El paisaje que recordaba y que fue uno de los motivos que llevaron a la compra de la casa, ahora lucía bien diferente y había pasado de una playita tranquila con pocas personas y cuatro casas mal contadas, a una playa rebosante de gente, en la que allí donde se mirara sólo se veían complejos hoteleros, casas aglomeradas y largos bloques de pisos que se extendían a lo largo de toda la cala. “Mi pequeño Valhalla”, lo había llamado su padre, haciendo alusión al paraíso de los guerreros nórdicos, se había convertido en un clon de “la Playa del Inglés” de Gran Canaria. Aunque a él la realidad no le chocó tanto, ya que el motivo del viaje era para discutir con su hermano la venta del inmueble y es que con una vista envidiable, la casita de verano de su familia y el amplio terreno que ésta tenía era una golosina para los promotores e inversores de la zona, que desde que había empezado el “boom” inmobiliario cuatro años atrás, le habían estado atosigando tanto a él como a Miguel para que les vendieran la parcela informándoles de los continuos cambios que estaba sufriendo la zona y lo mucho que podrían beneficiarse con un buen trato. Durante todo ese tiempo, ni siquiera se llegaron a plantear vender la casita, ya que ninguno tenía problemas financieros y la finca tenía un gran valor sentimental; pero una serie de negocios e inversiones infructuosas de su hermano que le habían dejado prácticamente en la ruina, hizo que se replantearan la situación.

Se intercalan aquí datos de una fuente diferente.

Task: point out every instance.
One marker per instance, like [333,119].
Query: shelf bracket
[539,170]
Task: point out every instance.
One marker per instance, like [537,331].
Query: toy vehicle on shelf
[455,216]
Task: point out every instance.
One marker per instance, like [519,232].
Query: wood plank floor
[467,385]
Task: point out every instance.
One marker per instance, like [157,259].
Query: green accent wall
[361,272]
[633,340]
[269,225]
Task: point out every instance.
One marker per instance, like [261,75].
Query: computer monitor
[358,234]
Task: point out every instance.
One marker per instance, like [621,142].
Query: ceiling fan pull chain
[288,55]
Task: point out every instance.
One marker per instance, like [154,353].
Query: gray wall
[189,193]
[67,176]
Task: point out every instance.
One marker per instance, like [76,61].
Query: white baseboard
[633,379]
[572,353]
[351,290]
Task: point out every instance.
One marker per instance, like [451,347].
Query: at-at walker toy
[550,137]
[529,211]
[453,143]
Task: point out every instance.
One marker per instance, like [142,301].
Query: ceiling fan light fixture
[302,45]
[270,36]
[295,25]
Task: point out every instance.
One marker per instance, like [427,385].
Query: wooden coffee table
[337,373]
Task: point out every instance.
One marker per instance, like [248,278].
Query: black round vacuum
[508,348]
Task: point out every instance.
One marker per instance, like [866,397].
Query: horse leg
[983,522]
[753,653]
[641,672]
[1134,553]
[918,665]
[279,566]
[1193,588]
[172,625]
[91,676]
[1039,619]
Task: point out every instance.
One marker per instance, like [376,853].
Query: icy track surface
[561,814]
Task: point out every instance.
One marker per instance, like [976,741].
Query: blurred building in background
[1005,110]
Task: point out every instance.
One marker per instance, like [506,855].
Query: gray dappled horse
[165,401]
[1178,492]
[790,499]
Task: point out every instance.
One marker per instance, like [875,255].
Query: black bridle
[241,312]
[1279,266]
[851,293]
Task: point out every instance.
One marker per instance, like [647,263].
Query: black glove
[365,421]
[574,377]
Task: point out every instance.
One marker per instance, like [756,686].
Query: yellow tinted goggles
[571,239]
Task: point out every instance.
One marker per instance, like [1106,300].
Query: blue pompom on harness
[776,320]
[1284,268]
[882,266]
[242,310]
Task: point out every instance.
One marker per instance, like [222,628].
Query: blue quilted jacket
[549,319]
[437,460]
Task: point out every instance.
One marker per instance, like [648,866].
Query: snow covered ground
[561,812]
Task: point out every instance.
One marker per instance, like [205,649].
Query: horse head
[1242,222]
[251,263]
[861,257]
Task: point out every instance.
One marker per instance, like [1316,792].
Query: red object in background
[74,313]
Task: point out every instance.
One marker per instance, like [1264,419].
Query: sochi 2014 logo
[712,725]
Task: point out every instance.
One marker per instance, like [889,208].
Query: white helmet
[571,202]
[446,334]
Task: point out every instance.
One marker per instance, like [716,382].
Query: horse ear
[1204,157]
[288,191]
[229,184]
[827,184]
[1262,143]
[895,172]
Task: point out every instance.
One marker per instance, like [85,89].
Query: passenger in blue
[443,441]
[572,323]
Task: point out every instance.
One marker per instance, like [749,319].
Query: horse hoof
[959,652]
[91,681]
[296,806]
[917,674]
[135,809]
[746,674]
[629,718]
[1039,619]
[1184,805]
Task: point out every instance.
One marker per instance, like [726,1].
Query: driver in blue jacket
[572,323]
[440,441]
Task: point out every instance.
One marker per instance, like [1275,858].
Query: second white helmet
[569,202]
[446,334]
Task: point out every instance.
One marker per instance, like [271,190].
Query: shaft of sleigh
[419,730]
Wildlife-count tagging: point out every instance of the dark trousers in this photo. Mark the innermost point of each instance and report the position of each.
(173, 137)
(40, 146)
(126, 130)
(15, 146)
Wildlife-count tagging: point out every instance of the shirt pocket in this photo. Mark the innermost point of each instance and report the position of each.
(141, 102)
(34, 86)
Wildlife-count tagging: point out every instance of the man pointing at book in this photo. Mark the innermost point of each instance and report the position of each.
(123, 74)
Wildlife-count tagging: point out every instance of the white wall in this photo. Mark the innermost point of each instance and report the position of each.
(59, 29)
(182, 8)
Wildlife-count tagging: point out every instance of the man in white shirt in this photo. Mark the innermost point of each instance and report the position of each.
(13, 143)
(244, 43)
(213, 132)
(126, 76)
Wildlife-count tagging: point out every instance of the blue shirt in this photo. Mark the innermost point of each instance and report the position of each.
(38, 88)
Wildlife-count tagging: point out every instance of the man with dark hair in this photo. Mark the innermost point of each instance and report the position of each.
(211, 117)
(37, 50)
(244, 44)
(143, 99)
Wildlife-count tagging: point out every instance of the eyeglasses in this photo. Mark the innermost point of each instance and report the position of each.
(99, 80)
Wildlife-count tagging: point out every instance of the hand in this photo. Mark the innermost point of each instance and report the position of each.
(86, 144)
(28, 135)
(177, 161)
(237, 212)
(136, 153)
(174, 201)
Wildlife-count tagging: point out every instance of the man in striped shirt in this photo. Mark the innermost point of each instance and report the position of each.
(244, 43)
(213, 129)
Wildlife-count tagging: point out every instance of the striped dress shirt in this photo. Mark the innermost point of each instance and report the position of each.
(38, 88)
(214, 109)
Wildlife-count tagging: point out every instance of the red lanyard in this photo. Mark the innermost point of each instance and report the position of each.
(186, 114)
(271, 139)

Cansado de pasear y para hacer tiempo, se paró en uno de los chiringuitos cercanos y se pidió una cerveza bien fresquita y unas gambas para picar. Un grupo de niños que jugaban a hacer piedrillas le recordaban a su infancia y a sus propios hijos le arrancó una sonrisa y, aunque desde el fondo de su alma quería decirle a su hermano que no vendieran la casa, la imposibilidad de comprarle su parte por el mismo precio que le ofrecía el promotor y sabiendo que éste necesitaba el dinero, le devolvió a la realidad al tiempo que volvía a sonar su teléfono: Miguel había llegado y con él el momento de decirle adiós a su vieja casa de verano.